Yes, what is it about loo rolls in what the BBC describes as “these unusual times?”
Diarrhoea isn’t one of the symptoms.
Brigitte suggests it may be for wiping off surfaces as it’s cheaper than kitchen roll, but loo paper has a tendency to disintegrate so it wouldn’t be the best choice.
Still, this is definitely the moment to go into details about this most humble of commodities.
My mother has two toilets in her flat and at any one time there are approximately twenty rolls of toilet paper in each toilet. She lives alone. (I’m talking about normal times. I don’t know what the situation is at the moment.)
Seems like overkill and B and I have laughed about this on more than one occasion.

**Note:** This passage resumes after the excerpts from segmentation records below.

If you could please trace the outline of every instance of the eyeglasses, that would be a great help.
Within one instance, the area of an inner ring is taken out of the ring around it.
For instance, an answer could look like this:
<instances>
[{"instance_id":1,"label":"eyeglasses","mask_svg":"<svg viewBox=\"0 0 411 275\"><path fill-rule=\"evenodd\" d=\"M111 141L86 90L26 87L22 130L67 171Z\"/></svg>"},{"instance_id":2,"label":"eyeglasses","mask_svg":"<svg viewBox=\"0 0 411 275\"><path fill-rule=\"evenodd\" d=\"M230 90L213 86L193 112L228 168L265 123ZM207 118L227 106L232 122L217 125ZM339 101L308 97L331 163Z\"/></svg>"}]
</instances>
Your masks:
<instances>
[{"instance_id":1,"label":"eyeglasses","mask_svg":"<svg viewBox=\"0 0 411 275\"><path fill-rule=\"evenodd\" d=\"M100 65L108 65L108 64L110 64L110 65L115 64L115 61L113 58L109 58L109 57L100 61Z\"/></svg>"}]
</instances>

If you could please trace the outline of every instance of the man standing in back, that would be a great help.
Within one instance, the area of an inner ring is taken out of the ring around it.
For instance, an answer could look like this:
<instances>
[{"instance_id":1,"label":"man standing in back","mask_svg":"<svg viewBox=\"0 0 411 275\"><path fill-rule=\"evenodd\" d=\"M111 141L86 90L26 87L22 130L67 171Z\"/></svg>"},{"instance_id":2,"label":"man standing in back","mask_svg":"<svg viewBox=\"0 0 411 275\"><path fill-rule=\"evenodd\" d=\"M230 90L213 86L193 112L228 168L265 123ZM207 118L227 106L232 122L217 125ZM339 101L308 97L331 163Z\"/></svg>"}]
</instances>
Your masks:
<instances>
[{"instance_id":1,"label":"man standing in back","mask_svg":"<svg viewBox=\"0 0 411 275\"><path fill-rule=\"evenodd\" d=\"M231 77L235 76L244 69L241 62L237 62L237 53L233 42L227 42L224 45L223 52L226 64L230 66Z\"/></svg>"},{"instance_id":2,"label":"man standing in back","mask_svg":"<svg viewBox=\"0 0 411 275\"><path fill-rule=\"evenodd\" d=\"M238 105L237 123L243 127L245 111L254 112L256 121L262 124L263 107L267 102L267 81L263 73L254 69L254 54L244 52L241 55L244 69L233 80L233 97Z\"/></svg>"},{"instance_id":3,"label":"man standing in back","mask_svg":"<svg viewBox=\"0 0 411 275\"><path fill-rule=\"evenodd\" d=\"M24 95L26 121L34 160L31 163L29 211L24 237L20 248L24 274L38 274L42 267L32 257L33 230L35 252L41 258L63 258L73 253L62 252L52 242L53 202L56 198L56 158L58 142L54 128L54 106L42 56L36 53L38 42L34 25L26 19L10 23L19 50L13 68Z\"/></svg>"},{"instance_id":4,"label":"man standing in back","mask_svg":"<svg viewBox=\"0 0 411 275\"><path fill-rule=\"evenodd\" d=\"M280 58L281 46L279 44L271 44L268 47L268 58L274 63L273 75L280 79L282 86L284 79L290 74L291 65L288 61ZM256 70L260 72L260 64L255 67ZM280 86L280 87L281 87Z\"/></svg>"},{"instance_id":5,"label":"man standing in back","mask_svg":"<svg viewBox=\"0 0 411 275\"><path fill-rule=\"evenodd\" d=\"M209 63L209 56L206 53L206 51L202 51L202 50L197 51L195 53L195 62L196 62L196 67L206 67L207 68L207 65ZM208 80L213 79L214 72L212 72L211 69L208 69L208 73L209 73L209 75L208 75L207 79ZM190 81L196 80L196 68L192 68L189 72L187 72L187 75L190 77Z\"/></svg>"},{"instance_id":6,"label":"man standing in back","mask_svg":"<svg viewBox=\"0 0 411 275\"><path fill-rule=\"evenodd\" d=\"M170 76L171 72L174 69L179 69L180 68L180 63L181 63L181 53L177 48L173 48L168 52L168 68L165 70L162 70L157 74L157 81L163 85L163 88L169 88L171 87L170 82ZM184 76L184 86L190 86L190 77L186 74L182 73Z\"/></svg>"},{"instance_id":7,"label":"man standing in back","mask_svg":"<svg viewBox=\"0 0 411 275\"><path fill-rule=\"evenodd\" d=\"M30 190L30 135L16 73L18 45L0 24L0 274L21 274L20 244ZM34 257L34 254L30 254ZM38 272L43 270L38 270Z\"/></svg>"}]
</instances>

However, I am of the opinion that good toilet paper appreciably augments the quality of life.
But so little of it is good.
I once discovered an excellent toilet paper in – wait for it – Rome, Italy, which is sold in very large rolls indeed. Back in Switzerland, I expressed my desire to the manufacturer of obtaining some, but I never got a reply to my request.
I also used some excellent toilet paper once on a camping site in France, but there was no indication on it which would have enabled me to order.
And then about four years ago, we went to a village called Mürren up in the mountains here in Switzerland for a few days and the hotel toilet paper was pretty good. So when I got back home, and was disgusted with the latest purchase of “high quality” paper from the local supermarket, I finally rang up the hotel and asked them where they got their toilet paper and they were kind enough to tell me.
Only slight drawback – industrial supplier so minimum order 280 rolls. But I went ahead and ordered them sometime in June 2016, put the two cases delivered by lorry in the garage and have been as happy as a sandpiper (or is it sandboy?) for these last several years.
However, it does rather put the forty rolls at my mother’s flat into perspective….
We still have some fifty-six of the order left. We changed the roll on Sunday morning and we have just changed it this morning (Friday.) So one roll last five days. This means that as we still have 56 rolls left from our order in 2016, we have enough for 280 days.
No reason to panic then.
There are only two of us, of course, so a family would need more. But panic buying them in bulk doesn’t really make sense.
Unless, of course, one has been searching for a really good toilet paper and finally found it….
**********
And there are other ways of cleaning one’s rear.
The Romans used small sponges which they dipped in running water. The sponges were communal which might have made it a less hygienic solution.
In the middle ages, they used rounded stones. Haven’t tried that. Don’t know how satisfactory it is. I imagine they washed them and re-used them as well. Communal stones?
The British cut up newpapers and used that during World War Two. My mother experienced that and survived to tell the tale. I smile, imagine being able to read the headlines on people’s butts, British newspaper print being notoriously shedding.
And I’m sure that now we’re in the 21st century with all our wonderful technology, we ought to be capable of coming up with a few more ingenious ideas if the world runs out of loo paper….
May your life never become an endurance test even with coronavirus about!
Love
Richard
P.S. I have just read somewhere that the average person uses 200 rolls of toilet paper per year.
Can this be true? The mind bog(gle)s.
If our consumption is one roll every five days, that adds up to 73 rolls in a year between two of us, or 36.5 each.
What are people doing with the other 160 odd rolls?